The fifth period of respiratory therapy exists in a time where the government is getting more and more involved in healthcare.  What this means is that many decisions regarding patient care have been removed from the physician, removed from hospital administrators, and given to government officials who sit in comfy leather chairs hundreds, if not thousands, of miles away from the patients they intend to help.

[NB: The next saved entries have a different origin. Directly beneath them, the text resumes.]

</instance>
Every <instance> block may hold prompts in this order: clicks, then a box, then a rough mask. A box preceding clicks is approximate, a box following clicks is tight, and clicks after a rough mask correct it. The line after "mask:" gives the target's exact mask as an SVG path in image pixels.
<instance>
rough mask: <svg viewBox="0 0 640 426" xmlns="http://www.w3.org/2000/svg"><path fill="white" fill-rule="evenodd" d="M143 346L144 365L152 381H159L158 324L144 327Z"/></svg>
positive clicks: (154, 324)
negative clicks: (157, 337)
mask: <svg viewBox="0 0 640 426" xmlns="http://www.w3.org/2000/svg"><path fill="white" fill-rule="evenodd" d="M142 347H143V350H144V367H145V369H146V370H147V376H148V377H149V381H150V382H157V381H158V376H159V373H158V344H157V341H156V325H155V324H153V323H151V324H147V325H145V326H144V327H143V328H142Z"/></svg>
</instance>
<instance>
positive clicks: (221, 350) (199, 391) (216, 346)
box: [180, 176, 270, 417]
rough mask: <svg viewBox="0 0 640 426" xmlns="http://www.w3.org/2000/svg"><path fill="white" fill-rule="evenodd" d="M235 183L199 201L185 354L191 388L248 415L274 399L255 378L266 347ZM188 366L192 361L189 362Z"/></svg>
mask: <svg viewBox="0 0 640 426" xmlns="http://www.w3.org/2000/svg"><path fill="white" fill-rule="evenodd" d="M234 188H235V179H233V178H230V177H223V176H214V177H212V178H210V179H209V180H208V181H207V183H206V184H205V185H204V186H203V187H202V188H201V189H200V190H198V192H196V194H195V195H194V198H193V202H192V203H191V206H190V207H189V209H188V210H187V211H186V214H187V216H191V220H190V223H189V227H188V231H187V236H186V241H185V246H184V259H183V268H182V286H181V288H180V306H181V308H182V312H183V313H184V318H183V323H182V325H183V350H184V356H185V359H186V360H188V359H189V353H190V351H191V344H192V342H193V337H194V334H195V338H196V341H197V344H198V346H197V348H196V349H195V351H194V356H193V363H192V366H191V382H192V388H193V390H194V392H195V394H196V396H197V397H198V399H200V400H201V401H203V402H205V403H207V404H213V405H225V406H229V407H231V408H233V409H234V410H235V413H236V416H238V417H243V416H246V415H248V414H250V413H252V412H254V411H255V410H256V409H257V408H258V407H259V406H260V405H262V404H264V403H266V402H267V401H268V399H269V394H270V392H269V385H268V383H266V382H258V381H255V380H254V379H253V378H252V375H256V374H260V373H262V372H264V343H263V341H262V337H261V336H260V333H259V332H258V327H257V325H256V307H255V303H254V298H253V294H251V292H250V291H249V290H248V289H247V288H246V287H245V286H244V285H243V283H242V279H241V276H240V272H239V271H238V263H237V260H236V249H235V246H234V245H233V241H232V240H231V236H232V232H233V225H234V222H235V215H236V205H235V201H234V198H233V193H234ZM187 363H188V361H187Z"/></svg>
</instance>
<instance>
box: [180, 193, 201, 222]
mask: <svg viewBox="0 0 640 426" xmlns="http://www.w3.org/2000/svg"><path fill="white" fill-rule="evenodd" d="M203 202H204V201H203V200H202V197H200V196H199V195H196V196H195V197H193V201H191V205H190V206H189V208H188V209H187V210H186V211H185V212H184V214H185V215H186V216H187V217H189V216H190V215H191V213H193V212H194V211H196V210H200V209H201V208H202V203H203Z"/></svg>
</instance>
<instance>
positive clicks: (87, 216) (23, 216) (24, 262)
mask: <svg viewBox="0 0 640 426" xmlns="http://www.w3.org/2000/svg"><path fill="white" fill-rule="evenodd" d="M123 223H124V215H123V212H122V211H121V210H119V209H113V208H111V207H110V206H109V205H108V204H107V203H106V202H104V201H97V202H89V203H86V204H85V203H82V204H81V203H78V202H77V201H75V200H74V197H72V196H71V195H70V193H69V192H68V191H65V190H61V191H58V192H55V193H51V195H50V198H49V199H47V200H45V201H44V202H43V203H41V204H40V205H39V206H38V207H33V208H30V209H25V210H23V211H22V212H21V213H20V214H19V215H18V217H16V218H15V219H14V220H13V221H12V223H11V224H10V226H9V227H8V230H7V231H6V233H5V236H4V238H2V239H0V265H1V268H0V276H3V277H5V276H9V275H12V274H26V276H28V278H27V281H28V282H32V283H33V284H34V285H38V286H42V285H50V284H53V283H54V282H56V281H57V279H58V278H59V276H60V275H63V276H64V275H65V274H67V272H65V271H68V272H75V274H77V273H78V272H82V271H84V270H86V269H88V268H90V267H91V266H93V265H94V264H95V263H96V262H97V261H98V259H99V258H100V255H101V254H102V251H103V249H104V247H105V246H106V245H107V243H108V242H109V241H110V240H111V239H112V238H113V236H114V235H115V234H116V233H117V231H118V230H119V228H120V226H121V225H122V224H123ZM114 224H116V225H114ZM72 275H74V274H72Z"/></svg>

These government officials consider themselves the experts.  They know what's best for every patient in the United States even though the majority have no healthcare experience whatsoever.  This is where your protocols and order sets come from.  They say they are an attempt to improve patient care. But we know the true reason for them is an attempt to cut reimbursement costs to hospitals.

They say they are not being forced on hospitals.  But the truth is, if hospitals don't adapt them reimbursements will be cut.  So, in this way, hospitals are forced to adapt them whether they want to or not.  In the end, while the government saves money, hospitals have to eat the cost of implementing and enforcing these protocols and order sets that no one wants and that don't work.

In the midst of all this, sits the respiratory therapist in the RT Cave.  He grumbles and gripes under his breath when asked to do yet another breathing treatment on a patient who is not short of breath and probably doesn't need it.  Yet he keep his mouth shut for fear of alienating the very folks he relies upon.

Yet the time appears to have arisen whereby the word has gotten out, and certain members of Congress have established bills that would deregulate respiratory therapists in order to save costs. In other words, the process has begun whereby the powers that be will be looking at everything we do, and deciding if we are really needed.  There has even been talk of educating certain nurses to do what we do.  "After all," one nurse said to me, "All you guys do is turn knobs anyway, as most vents just work themselves."

You think that's true?  Most therapists know that we are more than just button pushers and neb jockeys: we are an essential part of the patient care team.  While most physicians, nurses, and hospital administrators understand this too, their hands might be forced to pull the rug out from under us for no other reason than to cut costs.

Will our profession survive?  Surely we will.  Yet the scope of our practice might result in us picking up duties we don't want to do, such as wiping butts and cleaning up puke.  Yet, if we play our cards right, it might evolve the other way too, where the scope of our practice allows us to remain an integral part of the patient care team.